昨日紹介した各社の世論調査では、テロ対策特措法に対する意見を聞いたものもありました。その結果は、以下のようになっています。
日経新聞:賛成30%、反対53%
朝日新聞:賛成35%、反対53%
共同通信:賛成38.6%、反対48.2%
いずれの調査でも、テロ対策特措法の延長に反対の方が多くなっています。日経と朝日の調査が、ほぼ同じような結果になっていることも注目されます。
このように、国民世論の動向は明らかです。臨時国会で延長をめざす与党よりも、反対を表明している民主党などの方に分があるということになるでしょう。
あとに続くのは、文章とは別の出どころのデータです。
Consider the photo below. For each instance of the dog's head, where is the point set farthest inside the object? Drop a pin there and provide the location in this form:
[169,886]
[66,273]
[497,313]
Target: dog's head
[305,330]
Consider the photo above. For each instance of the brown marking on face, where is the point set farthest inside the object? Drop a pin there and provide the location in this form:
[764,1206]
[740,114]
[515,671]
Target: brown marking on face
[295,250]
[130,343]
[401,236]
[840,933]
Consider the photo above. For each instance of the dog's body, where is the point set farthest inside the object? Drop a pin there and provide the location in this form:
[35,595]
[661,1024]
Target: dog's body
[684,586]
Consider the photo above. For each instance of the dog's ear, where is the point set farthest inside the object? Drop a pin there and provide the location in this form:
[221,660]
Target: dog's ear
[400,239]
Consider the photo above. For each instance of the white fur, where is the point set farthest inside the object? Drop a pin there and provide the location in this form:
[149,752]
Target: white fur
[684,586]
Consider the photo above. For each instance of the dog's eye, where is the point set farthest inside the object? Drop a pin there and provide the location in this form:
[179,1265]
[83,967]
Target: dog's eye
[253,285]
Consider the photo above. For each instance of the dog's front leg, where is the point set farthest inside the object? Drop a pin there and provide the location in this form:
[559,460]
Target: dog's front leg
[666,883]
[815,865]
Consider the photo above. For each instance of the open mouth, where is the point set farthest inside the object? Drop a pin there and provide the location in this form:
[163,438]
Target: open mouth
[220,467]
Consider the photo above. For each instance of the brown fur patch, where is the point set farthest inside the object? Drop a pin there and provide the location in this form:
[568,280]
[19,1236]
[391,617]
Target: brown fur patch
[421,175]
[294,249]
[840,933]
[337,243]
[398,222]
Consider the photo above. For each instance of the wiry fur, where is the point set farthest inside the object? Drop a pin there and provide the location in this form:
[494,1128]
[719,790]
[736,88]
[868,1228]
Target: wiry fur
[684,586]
このような世論を背景に、民主党は最後まで反対を貫き、自衛隊をインド洋から呼び戻してもらいたいと思います。もともと憲法第9条に違反する海外派兵だったのであり、「テロとの戦い」でも役に立っていないどころか、逆効果になっているのですから……。
この民主党の対応について、今日の新聞では、相反する二つの報道がなされています。一つは朝日新聞のもので、「民主、テロ特措法に対案 アフガン民生支援 海自は撤退」という見出しになっています。もう一つは毎日新聞のもので、「テロ特措法:反対の民主党に対案なし 原則押し通す構え」という見出しの記事です。
一方は「対案」、他方は「対案なし」ということで、全く逆の内容です。どちらが正しいかは、いずれ国会審議の中で明らかになっていくでしょう。
民主党には、「対案」を出すということで、自民党と同じ土俵に乗らないよう注意してもらいたいものです。さし当たり、国会審議では以下のような点について疑問をただすことを優先するべきでしょう。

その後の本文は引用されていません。